For Sweden’s Anna Linner, a javelin coach who was employed full-time at the Gothenburg Athletics Association and also carrying out work for her national federation, her 2009 scholarship helped her to develop her self-belief as she embraced new roles in the sport.

“I took on a national team leader role more or less at the same time as I won the scholarship and it made me feel more confident and good about myself and feel comfortable to take things on,” she comments. “I have a good work position where I have been allowed to develop with time and to take on bigger and bigger things and projects.”

Travel opportunities and the opportunity to exchange views with those from different cultures also formed key aspects of the programme, which Linner readily acknowledges.

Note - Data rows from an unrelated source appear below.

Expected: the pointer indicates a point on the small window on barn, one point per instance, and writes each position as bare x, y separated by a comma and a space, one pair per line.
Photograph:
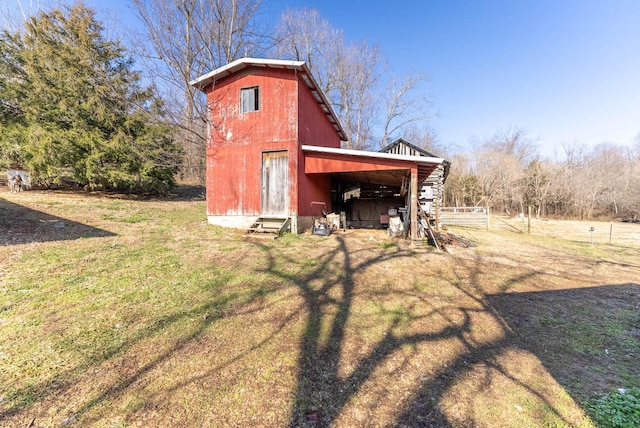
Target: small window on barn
250, 99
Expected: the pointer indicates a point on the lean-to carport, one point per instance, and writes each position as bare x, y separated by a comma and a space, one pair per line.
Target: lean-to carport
373, 167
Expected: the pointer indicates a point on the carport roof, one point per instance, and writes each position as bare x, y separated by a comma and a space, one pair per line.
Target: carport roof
366, 166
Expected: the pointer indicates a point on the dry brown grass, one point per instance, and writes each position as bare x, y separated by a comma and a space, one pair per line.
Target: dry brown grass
140, 315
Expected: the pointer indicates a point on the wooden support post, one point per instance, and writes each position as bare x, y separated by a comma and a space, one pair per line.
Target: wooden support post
414, 203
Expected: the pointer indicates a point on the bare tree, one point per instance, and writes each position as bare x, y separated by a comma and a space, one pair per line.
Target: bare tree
189, 38
303, 35
404, 105
352, 76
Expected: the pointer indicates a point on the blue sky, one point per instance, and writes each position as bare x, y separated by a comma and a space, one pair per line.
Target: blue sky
564, 70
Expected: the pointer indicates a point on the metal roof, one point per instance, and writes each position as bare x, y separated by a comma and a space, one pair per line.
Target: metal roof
300, 66
376, 155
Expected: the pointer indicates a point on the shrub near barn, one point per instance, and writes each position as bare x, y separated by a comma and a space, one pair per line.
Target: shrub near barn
94, 123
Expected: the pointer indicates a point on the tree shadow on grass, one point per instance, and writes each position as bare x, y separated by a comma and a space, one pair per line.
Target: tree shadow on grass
596, 327
587, 339
323, 393
21, 225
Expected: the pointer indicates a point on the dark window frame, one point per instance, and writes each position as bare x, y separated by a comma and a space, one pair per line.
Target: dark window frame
250, 99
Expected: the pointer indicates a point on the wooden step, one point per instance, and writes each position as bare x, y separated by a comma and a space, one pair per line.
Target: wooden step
266, 224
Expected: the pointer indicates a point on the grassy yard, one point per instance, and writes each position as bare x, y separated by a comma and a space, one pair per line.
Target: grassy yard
122, 312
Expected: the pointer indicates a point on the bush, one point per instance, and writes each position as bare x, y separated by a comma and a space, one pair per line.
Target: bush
619, 409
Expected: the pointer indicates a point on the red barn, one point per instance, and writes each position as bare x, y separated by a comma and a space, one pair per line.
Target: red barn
274, 148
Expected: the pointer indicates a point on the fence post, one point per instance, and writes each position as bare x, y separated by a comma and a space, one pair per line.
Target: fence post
488, 215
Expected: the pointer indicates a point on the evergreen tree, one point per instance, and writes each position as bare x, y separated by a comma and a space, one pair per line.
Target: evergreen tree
72, 107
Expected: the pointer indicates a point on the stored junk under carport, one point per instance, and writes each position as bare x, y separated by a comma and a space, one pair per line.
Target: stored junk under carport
274, 149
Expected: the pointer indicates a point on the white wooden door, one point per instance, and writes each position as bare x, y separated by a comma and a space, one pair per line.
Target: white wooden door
275, 183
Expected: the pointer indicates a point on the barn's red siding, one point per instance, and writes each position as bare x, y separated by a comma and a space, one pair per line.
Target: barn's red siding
234, 152
289, 116
313, 129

“In 2010 I got the opportunity to go to Evian, France, in January with five other women from Sweden and then in July to the Young Leaders Forum in Barcelona. I like and appreciate the networking; finding people with other ideas and thoughts and the possibility to connect and get inspired by people I would not meet by myself in that kind of way.

“Also, I had been a volunteer at the first Young Leaders Forum, in Gothenburg in 2006, and it was fun to see what Barcelona did with the concept.”

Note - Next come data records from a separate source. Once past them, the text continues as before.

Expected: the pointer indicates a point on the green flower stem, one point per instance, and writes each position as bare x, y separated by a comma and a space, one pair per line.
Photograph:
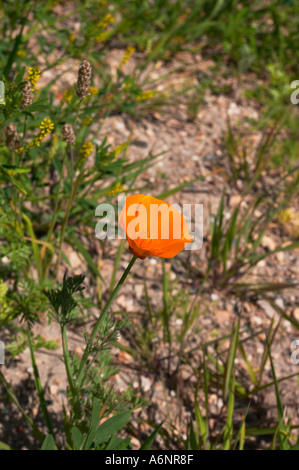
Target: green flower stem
65, 221
67, 361
39, 387
74, 188
56, 210
98, 322
38, 434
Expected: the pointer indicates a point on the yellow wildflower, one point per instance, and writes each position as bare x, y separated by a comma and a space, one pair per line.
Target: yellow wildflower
108, 19
102, 37
145, 95
46, 127
117, 188
129, 51
119, 149
68, 94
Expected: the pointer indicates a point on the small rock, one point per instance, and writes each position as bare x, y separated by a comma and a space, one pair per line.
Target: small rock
269, 243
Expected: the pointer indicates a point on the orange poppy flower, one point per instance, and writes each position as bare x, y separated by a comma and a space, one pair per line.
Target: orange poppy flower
153, 227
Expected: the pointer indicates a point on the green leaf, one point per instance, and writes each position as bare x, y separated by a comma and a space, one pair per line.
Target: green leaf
49, 443
77, 438
111, 426
150, 439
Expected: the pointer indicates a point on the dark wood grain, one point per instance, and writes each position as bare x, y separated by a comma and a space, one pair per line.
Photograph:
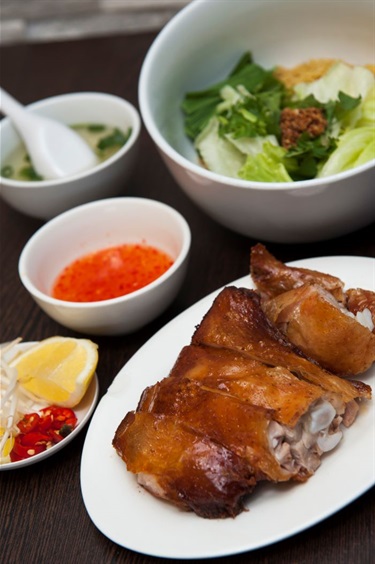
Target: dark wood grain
42, 515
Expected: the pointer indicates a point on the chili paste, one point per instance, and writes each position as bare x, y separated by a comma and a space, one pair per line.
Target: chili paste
110, 273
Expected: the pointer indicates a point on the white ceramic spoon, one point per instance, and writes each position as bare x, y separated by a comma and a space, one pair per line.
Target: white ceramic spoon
56, 151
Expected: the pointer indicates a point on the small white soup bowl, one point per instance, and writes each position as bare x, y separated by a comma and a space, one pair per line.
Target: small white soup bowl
99, 225
199, 47
47, 198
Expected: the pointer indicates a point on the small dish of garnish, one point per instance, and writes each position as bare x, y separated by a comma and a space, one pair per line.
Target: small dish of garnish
49, 392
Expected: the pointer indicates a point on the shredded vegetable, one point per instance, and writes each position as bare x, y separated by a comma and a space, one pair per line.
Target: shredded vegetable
15, 405
253, 126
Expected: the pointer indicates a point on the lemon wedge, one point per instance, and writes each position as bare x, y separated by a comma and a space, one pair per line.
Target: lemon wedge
58, 370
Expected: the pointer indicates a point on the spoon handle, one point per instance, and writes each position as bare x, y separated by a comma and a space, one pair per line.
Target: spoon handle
11, 107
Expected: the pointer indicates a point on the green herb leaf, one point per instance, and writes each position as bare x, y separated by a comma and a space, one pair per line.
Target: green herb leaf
29, 173
200, 106
7, 171
115, 139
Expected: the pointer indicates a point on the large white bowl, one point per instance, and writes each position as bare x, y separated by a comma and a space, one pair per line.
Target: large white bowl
46, 199
200, 46
98, 225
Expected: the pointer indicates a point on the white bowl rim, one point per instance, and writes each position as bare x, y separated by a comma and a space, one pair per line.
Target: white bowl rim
38, 294
136, 129
226, 182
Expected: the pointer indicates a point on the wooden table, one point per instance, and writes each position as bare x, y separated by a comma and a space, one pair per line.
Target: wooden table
42, 515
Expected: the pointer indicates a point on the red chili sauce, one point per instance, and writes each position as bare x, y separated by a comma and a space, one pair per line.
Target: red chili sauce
110, 273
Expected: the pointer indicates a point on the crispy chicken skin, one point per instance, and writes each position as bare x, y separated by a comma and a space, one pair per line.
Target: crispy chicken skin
359, 300
239, 426
316, 314
272, 277
236, 321
235, 374
240, 405
184, 467
314, 321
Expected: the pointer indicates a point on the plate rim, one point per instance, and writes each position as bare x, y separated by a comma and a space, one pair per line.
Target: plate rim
114, 390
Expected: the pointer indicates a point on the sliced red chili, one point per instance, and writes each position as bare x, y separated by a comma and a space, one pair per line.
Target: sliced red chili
34, 438
28, 423
45, 423
38, 432
23, 451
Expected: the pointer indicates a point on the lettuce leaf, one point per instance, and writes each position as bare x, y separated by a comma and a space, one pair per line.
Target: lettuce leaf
354, 81
355, 147
266, 166
217, 153
200, 106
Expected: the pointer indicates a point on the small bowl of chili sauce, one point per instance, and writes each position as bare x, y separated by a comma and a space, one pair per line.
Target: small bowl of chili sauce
108, 267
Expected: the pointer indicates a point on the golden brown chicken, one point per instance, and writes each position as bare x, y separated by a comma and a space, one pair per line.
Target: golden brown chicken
314, 321
334, 327
272, 277
240, 405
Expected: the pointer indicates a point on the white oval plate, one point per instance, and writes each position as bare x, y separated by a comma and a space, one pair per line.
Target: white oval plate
133, 518
83, 412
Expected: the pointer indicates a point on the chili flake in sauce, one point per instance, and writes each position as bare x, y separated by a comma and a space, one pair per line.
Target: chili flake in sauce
110, 273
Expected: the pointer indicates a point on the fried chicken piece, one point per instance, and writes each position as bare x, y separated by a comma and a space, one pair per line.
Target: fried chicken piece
237, 322
186, 468
272, 277
295, 121
316, 323
251, 381
361, 301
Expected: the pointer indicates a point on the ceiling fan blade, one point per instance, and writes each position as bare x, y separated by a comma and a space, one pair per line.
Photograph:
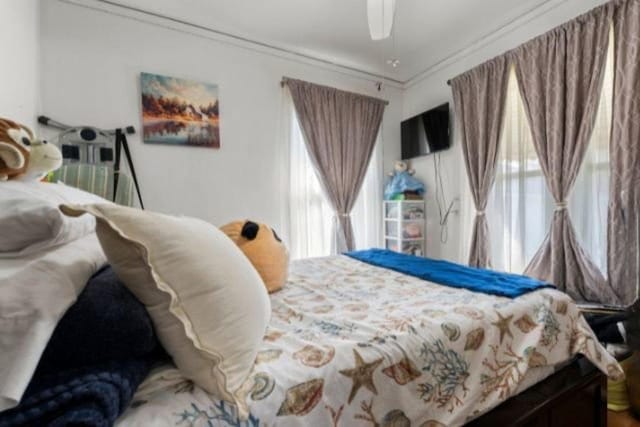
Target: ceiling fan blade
380, 15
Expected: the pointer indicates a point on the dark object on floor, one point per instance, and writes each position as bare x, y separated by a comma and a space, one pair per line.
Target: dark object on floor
622, 419
633, 382
606, 328
106, 323
632, 331
94, 396
573, 396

Like Linner, Aysegul Baklaci, a former Turkish international athlete who works as a co-ordinator at a multi-sports club in Istanbul, found the seminar in Evian a worthwhile experience, but saw the whole scholarship programme as vital in her development as a leader in sport, partly as an outlet through which she could use the skills that she already possessed, but had not yet had the opportunity to demonstrate at home.

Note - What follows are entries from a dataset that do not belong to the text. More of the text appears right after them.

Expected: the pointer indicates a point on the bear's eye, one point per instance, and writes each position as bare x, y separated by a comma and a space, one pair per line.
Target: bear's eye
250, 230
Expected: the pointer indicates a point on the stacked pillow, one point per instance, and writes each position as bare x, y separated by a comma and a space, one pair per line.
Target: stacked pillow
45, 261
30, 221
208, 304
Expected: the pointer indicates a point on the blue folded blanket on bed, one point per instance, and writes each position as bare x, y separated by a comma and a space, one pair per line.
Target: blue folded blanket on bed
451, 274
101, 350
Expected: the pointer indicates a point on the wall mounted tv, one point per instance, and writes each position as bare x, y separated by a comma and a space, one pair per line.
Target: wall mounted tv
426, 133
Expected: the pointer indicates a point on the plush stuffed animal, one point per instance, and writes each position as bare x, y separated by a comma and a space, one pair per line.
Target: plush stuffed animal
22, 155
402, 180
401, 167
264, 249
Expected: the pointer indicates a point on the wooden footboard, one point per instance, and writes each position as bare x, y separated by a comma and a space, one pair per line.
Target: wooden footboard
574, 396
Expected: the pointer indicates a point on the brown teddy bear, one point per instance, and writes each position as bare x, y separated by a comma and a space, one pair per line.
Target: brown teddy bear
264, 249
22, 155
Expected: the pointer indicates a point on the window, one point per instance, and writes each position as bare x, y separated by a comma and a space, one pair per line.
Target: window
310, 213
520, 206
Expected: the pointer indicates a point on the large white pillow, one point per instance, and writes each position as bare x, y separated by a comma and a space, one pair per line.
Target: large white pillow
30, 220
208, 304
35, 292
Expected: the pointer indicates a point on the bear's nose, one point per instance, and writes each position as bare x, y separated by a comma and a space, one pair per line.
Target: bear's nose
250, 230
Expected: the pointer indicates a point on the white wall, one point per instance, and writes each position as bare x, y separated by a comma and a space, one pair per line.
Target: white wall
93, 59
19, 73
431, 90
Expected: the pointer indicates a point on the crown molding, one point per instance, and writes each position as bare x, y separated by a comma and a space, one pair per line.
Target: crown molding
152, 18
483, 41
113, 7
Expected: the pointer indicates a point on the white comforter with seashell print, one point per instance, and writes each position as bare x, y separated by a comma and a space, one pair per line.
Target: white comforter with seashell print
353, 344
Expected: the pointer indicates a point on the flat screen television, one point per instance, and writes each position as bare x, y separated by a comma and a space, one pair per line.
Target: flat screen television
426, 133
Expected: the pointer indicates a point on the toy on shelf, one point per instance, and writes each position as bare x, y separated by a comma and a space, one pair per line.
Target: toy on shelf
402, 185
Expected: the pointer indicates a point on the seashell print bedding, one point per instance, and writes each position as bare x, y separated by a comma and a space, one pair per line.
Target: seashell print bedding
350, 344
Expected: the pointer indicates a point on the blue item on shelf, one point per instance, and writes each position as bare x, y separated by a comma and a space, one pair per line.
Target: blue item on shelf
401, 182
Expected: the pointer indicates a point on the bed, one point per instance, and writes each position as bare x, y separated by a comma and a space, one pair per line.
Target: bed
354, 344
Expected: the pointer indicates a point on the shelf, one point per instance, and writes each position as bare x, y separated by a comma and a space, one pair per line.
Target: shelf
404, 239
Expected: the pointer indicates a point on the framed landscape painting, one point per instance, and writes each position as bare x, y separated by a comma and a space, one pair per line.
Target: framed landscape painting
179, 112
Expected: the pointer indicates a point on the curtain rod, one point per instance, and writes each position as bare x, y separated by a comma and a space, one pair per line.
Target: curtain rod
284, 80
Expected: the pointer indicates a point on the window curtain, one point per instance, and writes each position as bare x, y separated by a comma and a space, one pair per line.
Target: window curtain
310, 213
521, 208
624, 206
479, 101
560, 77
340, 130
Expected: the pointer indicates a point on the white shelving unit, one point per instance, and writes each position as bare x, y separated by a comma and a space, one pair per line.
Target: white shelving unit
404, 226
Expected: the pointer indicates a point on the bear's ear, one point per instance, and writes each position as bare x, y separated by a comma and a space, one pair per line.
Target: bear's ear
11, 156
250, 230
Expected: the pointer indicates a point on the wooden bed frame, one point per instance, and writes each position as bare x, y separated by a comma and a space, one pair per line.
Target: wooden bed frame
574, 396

“It provided me with opportunities to demonstrate my leadership characteristics,” she confirms. “After the programme, I took part in the 2012 European Athletics Championships and 2013 European Athletics Junior Championships as a team leader. At the 2012 London Olympics, the 2013 European Athletics Indoor Championships and the recent World Championships I was a commentator for our national channel, TRT, the most watched in our country.”

Another former athlete, Poland’s Aneta Kazcmarek, shares the view that the Future Women Leaders scholarships provide vital opportunities for women to develop their contacts list.

“I enjoyed sharing new ideas, making new friends and networking and the workshops gave me the opportunity to debate, share practices and good examples of other people's involvement within athletics. I will definitely implement what I’ve learned in my work for our federation and my life in general.”

While the European Athletics Future Women Leaders programme is about assisting individual women identified by their federations as potential leaders with their personal development, the ultimate aim is to compliment the successful European Athletics Women’s Leadership Awards with a new approach to changing the gender balance in the sport’s leadership.

In addition to becoming leaders at local or national level themselves, each of this year’s trio of recipients is expected to share their experiences with other ambitious young people through the European Athletics Young Leaders Community website and Facebook page in the hope of increasing awareness of the issues involved in gender equity and generate new ideas for addressing them.

As Anna Linner says, “The [scholarship] programme showed me that we as a sport still have a long way to go when it comes to men and women being equal. It will take at least another 40 years if we follow the same pace as we have for the last 50!”